It should be noted that the SST data are more reliable after 1950 than before 1950 because of the increased data coverage over the global ocean. Although we cannot determine whether the transition in the 1940s, from an increasing to a decreasing trend in the amplitude of annual cycle, is real or due to a change in SST data coverage based on in situ SST data, the change (decreasing trend) in the amplitude of the annual cycle is also evident when only 1950–2008 data are investigated (Fig. 7). The linear trend in the amplitude of the annual cycle is −0.016°C decade−1 (−0.017°C decade−1) for the period 1951–2007, the result of decomposing input data for the period 1880–2008 (1950–2008). Both trends are significant at p < 0.05 under the Mann–Kendall test. The reason for this consistency is that the EEMD method is a temporally local decomposition method; the annual cycle and its amplitude for the overlapped time span remain almost the same as when they are obtained from input data that are shortened or extended. These characteristics are also shown in Fig. 3b.

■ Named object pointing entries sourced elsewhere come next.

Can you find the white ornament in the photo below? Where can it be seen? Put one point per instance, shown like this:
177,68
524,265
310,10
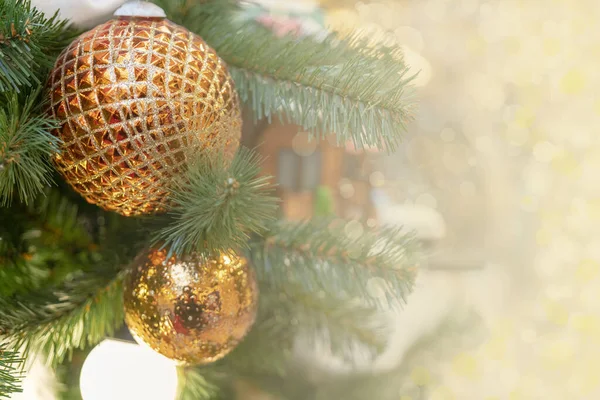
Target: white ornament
140,9
118,370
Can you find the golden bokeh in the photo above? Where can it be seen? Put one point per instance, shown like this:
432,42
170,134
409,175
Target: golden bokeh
506,132
136,99
192,310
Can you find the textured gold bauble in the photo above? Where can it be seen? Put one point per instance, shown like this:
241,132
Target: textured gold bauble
192,309
136,98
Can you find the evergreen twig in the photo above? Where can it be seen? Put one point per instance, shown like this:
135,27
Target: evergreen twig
80,313
29,41
25,146
10,375
219,204
324,255
346,86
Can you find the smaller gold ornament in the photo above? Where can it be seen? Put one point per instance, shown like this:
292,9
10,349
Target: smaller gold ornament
192,309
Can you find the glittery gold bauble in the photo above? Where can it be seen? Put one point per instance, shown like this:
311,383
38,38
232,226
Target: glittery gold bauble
136,98
192,309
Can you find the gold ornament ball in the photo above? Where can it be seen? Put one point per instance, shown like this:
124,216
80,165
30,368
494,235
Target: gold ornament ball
136,98
191,309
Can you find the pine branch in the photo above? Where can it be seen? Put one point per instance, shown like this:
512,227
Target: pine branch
80,313
219,205
28,43
25,146
350,87
324,255
10,375
201,384
42,243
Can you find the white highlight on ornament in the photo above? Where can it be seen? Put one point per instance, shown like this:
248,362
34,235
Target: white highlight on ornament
118,370
140,9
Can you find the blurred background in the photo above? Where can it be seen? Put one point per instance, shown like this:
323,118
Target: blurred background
498,175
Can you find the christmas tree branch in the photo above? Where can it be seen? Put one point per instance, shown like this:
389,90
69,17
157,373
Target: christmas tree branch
350,87
333,256
28,44
10,375
202,384
80,313
25,145
219,204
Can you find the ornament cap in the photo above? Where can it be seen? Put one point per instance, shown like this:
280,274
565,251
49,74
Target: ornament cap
142,9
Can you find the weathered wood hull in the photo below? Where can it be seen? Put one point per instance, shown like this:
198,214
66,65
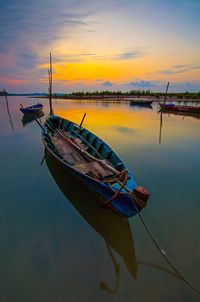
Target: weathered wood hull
180,108
122,203
32,109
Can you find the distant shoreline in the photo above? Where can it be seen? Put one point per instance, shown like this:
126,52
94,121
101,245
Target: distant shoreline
118,98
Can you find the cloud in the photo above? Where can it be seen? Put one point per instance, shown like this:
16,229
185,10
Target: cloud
129,55
107,84
179,69
141,84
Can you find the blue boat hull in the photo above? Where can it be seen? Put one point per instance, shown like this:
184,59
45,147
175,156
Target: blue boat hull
123,203
32,109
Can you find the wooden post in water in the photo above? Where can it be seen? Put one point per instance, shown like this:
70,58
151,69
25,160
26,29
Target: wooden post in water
50,86
8,110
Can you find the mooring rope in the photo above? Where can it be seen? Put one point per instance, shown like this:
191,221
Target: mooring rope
163,253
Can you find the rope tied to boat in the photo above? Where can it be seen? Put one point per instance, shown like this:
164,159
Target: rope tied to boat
163,253
116,194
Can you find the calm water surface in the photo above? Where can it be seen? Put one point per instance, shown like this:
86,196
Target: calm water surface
57,244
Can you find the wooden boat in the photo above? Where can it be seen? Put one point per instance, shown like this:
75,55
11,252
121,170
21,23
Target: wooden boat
31,109
29,117
179,108
115,230
93,162
142,103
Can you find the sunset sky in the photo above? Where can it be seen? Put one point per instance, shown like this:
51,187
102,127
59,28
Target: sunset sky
104,45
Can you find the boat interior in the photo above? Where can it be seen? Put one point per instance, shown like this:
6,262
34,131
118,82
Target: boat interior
83,150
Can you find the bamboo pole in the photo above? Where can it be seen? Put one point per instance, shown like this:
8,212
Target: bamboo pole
50,85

These experiments add confidence to our result, especially after 1950, when the SST data are more reliable.

Fig. 7.
Fig. 7.

Test for data-length independence of the amplitude of the MAC. Solid blue line as in Fig. 6c, indicating the amplitude (solid lines) of the annual cycle of the Niño-3 SST index for the period 1881–2007. Dashed blue line indicates the linear trend for the period 1951–2007. Red lines indicate the input data from 1950 to 2008, whose results are plotted later than those of the input data from 1880 to 2008. Because of the temporally local property of EEMD method, the lines plotted earlier are almost covered.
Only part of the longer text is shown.